Harari’s claim that has drawn the most media attention is that we may be on the cusp of an era of super- (or possibly sub-) humans, with newspapers running such sensationalistic headlines as “Humans ‘will become God-like cyborgs within 200 years’” and “The age of the cyborg has begun.” He seems to believe that the “Singularity” is a certainty; that some “Dr. Frankenstein” will likely create “something truly superior to us, something that will look at us as condescendingly as we look at the Neanderthals.” But here again there are practical and technical obstacles that Harari overlooks. As Steven Pinker, of all people, has recently pointed out, most features of organisms, including senescence, are built deep into their genomic structure. If there were easy fixes to mortality and many other conditions, they would have been low-hanging fruit for natural selection, which will always prevail in the long run over the kind of “intelligent design” Harari envisions us undertaking in the near future.
Harari tends to think that it’s onward and upward for the modern project to master nature through technology, though he doubts whether the trajectory is really “upward” in the sense of involving genuine improvement in the human condition. But it may be that the golden age of technological progress has already passed. As Peter Thiel and others have observed, the development of new technology has arguably slowed in recent decades, a fact disguised by the dissemination of old technology in the form of consumer goods like personal computers and smart phones.
Still, Harari is right to suggest that scientific advancement potentially threatens much of what we now hold dear, including our humanity as we traditionally understand it. He is also right to point out that questions about the moral character of scientific experimentation always meet with the response that it is being done to “cure diseases and save human lives.” Harari says that “nobody can argue with” such a response. He is right, up to a point: given the value that modern societies put on health, it can be very difficult to question research conducted in the name of medicine.

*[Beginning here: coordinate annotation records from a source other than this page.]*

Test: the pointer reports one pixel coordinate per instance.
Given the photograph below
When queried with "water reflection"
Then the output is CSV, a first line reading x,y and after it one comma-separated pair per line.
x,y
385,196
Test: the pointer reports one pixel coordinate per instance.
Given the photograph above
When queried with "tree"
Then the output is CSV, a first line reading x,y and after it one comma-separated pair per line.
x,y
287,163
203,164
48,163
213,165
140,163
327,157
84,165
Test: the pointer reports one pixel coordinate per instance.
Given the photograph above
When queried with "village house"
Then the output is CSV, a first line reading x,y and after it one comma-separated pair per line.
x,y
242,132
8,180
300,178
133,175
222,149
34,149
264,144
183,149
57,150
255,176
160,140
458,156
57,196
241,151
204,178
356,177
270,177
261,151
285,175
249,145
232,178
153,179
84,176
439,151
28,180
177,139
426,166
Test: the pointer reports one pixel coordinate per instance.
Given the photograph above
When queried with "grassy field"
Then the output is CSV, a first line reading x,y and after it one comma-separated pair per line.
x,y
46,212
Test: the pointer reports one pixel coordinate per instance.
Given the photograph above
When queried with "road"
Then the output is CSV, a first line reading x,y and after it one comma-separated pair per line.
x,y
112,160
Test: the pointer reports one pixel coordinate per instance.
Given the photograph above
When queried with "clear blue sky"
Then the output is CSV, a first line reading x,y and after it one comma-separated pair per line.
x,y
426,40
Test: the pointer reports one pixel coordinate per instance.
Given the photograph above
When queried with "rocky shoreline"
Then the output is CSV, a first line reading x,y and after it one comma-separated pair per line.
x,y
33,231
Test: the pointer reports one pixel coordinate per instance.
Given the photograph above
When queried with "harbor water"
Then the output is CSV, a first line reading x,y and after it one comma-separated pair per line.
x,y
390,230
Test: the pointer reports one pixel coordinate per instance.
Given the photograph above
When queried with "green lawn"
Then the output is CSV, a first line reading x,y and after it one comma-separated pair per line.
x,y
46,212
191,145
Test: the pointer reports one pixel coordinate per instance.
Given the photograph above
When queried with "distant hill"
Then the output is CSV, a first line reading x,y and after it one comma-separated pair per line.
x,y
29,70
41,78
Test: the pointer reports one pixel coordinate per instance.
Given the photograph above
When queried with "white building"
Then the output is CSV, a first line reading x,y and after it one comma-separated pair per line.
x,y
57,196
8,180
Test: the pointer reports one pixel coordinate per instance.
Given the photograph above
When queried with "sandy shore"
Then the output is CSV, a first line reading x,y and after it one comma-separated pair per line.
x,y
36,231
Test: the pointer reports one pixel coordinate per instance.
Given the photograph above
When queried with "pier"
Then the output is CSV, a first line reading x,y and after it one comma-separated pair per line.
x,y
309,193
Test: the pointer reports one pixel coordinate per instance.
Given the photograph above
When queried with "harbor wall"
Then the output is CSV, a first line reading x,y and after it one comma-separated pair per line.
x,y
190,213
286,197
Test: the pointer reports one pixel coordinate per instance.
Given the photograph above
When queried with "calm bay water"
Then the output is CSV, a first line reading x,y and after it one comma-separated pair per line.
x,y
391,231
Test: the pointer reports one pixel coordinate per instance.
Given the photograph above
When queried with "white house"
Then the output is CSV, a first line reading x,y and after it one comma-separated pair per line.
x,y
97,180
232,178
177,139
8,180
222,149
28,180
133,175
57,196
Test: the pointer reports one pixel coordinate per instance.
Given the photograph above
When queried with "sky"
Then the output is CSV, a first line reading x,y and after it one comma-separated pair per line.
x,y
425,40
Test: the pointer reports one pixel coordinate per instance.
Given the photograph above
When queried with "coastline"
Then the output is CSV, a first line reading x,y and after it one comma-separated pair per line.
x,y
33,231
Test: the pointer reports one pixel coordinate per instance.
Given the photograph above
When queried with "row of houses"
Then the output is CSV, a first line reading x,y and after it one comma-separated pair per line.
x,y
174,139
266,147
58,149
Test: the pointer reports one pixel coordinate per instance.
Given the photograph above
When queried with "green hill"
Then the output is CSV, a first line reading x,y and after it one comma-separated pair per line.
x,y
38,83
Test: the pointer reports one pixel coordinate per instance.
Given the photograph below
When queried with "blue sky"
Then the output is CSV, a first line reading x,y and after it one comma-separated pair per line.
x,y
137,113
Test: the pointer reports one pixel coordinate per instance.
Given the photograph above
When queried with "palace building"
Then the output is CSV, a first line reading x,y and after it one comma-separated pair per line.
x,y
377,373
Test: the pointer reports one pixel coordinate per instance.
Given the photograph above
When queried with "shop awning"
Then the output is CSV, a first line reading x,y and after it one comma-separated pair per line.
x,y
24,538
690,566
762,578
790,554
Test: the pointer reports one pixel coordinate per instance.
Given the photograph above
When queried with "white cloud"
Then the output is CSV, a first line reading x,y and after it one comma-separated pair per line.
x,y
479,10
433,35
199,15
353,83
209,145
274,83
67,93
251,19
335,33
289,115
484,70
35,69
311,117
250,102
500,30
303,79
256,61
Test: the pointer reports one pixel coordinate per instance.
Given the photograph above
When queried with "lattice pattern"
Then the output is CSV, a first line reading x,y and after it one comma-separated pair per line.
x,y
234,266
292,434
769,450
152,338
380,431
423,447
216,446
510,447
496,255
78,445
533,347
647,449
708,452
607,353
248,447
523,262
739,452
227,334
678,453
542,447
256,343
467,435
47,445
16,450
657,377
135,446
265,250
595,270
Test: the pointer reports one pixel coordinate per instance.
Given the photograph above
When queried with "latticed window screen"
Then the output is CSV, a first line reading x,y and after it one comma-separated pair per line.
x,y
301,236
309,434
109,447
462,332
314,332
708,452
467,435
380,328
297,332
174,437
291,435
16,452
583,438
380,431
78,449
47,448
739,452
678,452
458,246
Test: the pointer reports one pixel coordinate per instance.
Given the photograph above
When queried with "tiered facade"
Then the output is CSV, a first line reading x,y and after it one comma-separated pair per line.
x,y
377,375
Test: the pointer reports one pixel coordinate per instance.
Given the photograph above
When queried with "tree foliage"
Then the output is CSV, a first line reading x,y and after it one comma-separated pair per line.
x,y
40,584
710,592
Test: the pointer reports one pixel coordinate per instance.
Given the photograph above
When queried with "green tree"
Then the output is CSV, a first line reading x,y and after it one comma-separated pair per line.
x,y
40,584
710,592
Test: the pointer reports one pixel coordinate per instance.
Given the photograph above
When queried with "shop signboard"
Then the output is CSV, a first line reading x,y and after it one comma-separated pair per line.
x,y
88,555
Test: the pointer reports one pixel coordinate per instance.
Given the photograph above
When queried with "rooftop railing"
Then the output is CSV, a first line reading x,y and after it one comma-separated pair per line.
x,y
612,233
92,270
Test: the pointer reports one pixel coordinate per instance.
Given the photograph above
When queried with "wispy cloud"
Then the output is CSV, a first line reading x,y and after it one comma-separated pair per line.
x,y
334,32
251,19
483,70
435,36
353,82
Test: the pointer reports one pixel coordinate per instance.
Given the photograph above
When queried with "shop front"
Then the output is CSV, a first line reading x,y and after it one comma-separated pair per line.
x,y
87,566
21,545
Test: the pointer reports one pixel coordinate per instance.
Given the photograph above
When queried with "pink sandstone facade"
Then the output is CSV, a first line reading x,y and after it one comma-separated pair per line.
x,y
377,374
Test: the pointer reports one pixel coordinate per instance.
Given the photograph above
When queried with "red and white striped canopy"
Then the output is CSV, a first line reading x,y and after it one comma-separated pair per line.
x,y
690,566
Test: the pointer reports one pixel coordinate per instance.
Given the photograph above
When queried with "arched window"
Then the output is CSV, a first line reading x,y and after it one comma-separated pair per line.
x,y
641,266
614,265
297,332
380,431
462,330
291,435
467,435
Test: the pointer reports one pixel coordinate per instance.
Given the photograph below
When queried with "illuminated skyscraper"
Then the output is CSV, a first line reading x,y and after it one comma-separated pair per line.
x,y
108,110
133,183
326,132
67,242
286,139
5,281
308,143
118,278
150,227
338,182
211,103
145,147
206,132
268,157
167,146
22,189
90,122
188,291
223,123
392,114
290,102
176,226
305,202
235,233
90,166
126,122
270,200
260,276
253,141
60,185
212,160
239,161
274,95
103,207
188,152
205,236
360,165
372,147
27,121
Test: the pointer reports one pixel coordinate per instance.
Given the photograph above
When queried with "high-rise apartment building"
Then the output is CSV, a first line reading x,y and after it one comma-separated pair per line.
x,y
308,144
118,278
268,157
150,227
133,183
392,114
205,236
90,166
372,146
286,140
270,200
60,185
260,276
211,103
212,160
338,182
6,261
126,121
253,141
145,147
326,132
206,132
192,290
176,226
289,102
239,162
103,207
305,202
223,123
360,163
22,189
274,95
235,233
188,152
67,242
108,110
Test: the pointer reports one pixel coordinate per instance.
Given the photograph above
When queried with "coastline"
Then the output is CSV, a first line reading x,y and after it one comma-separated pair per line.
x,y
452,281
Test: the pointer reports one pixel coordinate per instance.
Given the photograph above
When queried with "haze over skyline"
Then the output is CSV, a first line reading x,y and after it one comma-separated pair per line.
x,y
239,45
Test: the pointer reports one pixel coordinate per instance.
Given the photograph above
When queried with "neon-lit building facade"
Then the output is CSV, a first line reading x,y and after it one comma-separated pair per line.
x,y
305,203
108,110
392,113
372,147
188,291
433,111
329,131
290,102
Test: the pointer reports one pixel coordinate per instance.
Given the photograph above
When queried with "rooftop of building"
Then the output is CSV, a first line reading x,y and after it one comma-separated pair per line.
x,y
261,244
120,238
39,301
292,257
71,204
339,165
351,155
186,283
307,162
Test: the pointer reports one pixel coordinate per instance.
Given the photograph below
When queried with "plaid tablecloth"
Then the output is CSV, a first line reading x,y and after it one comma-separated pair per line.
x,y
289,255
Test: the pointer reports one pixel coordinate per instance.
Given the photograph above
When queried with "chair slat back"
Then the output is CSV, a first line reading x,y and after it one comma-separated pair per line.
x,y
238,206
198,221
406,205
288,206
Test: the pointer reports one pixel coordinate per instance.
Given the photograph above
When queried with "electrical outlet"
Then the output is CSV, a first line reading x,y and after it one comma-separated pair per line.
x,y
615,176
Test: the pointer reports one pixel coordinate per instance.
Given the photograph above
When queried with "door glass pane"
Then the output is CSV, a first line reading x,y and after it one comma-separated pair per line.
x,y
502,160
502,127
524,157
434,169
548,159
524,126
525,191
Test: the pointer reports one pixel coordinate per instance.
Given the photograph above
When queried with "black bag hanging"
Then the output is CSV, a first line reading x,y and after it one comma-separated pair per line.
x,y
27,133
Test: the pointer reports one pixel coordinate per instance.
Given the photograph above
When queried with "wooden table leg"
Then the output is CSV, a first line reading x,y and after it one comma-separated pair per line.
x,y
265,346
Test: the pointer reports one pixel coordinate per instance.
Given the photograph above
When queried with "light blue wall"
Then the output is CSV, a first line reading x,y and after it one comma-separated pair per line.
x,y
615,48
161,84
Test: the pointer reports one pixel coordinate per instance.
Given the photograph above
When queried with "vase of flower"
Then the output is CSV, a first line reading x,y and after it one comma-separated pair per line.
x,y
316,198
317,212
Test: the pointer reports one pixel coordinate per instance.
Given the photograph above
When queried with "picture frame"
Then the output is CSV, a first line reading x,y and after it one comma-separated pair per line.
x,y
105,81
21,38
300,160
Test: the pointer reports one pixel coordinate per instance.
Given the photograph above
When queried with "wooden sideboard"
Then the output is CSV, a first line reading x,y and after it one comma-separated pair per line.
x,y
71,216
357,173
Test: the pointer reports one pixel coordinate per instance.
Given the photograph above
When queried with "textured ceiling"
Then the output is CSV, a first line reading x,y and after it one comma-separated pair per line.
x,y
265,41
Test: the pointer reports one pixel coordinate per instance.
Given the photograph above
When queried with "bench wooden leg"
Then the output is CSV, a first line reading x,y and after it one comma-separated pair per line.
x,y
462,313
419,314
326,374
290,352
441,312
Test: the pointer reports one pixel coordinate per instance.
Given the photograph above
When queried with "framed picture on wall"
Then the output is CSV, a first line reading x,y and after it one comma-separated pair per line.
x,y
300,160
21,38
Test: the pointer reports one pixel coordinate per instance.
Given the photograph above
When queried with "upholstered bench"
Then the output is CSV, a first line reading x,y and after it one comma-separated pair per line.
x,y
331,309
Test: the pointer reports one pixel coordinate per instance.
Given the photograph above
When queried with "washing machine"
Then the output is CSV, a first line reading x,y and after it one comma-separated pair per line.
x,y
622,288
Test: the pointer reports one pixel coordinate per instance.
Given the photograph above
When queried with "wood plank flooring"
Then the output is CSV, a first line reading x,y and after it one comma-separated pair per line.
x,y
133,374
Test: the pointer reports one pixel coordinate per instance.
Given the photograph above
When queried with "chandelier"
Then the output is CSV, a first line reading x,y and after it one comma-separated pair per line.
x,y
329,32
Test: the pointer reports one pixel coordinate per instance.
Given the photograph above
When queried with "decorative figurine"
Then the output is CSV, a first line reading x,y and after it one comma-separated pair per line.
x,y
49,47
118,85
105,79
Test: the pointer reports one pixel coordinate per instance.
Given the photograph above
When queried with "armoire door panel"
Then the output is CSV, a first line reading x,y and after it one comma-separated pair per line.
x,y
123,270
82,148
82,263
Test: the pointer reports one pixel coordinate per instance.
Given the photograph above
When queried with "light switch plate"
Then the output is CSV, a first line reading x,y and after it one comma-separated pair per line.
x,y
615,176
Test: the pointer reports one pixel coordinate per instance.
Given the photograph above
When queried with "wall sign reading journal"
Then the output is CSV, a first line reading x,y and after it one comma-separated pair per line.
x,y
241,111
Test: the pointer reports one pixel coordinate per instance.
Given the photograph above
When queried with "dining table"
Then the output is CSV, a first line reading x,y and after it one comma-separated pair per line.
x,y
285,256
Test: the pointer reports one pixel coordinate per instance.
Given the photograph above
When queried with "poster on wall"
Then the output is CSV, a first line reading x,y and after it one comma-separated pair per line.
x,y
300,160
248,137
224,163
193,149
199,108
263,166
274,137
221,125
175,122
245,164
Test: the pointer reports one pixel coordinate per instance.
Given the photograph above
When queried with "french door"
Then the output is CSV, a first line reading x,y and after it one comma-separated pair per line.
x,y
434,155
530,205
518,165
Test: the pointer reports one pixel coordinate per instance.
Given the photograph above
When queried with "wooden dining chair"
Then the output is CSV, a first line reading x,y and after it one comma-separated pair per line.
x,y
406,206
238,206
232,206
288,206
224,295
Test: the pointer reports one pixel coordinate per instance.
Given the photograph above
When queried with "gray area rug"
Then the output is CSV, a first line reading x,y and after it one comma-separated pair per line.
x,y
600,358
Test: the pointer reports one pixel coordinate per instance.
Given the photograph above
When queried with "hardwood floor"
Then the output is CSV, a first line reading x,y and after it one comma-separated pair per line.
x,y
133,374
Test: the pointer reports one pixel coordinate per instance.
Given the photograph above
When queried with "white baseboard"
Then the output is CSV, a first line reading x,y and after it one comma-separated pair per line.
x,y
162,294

But arguments can still be made against some forms of experimentation and “enhancement.” One could also point out that science itself provides no reason to save human lives or care about curing diseases, whereas moral principles do. One might also ask whether physical health and longevity are the highest goods.
But Sapiens provides us with no resources for answering questions about the moral implications of scientific and technological change. A commitment to a reductionist, mechanistic view of Homo sapiens may give us some insight into some of the aspects of our past most tied to our material nature. But Harari’s view of culture and of ethical norms as fundamentally fictional makes impossible any coherent moral framework for thinking about and shaping our future. And it asks us to pretend that we are not what we know ourselves to be — thinking and feeling subjects, moral agents with free will, and social beings whose culture builds upon the facts of the physical world but is not limited to them.